Must Do Problems of Permutation and Combination

Q 2046478373

In a steamer there are stalls for `12` animals and there are horses, cows
and calves (not less than `12` each) ready to be shipped. They can be
loaded in `3^(12)` ways.
NCERT Exemplar

(A)

True

(B)

False

Solution:

There are three types of animals and stalls available for `12` animals.

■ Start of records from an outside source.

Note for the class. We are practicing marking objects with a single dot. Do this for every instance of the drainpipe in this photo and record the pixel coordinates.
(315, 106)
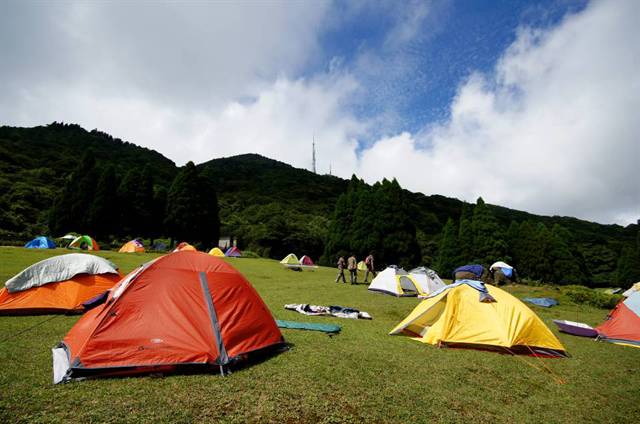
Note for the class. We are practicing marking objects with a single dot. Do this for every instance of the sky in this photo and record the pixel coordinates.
(532, 105)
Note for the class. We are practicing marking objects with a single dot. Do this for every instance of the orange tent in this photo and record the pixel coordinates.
(184, 246)
(182, 309)
(58, 284)
(623, 323)
(61, 297)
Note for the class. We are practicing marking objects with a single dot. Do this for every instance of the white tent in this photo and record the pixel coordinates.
(427, 278)
(397, 282)
(634, 288)
(500, 264)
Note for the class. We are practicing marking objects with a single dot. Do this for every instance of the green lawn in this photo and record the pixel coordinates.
(360, 375)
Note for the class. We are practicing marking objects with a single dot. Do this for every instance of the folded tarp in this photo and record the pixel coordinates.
(576, 328)
(545, 302)
(336, 311)
(325, 328)
(59, 268)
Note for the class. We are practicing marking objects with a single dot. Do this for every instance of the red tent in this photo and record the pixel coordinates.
(185, 308)
(623, 324)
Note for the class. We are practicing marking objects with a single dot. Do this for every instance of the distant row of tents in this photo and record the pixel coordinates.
(85, 242)
(291, 261)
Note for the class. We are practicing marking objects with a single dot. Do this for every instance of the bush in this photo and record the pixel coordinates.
(584, 295)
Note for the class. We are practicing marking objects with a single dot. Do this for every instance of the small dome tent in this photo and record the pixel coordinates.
(397, 282)
(305, 260)
(216, 252)
(292, 262)
(184, 309)
(502, 272)
(57, 285)
(84, 243)
(184, 246)
(233, 252)
(632, 289)
(41, 243)
(457, 317)
(428, 279)
(133, 246)
(623, 323)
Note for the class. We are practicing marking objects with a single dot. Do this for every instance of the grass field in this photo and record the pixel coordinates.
(360, 375)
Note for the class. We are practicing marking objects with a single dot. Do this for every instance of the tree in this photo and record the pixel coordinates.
(565, 268)
(192, 208)
(465, 235)
(628, 269)
(71, 207)
(488, 241)
(448, 251)
(136, 196)
(104, 213)
(373, 219)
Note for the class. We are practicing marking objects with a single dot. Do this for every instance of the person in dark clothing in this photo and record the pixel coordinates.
(341, 265)
(370, 268)
(352, 266)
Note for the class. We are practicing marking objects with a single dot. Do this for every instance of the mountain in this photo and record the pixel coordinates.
(271, 207)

Number of ways of loading `= 3^(12)`

Correct Answer is `=>` (A)

Q 1382856737

A person wishes to make as many different parties as he can out of `10` of his friends. Each party consist of same no. of friends. Out of these parties in how many parties a particular friend will be found?

(A)

`252`

(B)

`10`

(C)

`210`

(D)

`126`

Solution:

Let him invite r friends at a time in each party.

Then the number of parties `= text()^{10}C_r`

This is maximum only if `r=5`

Out of these `text()^{10}C_5` parties a particular person can be found in `text()^9C_4 =126` parties.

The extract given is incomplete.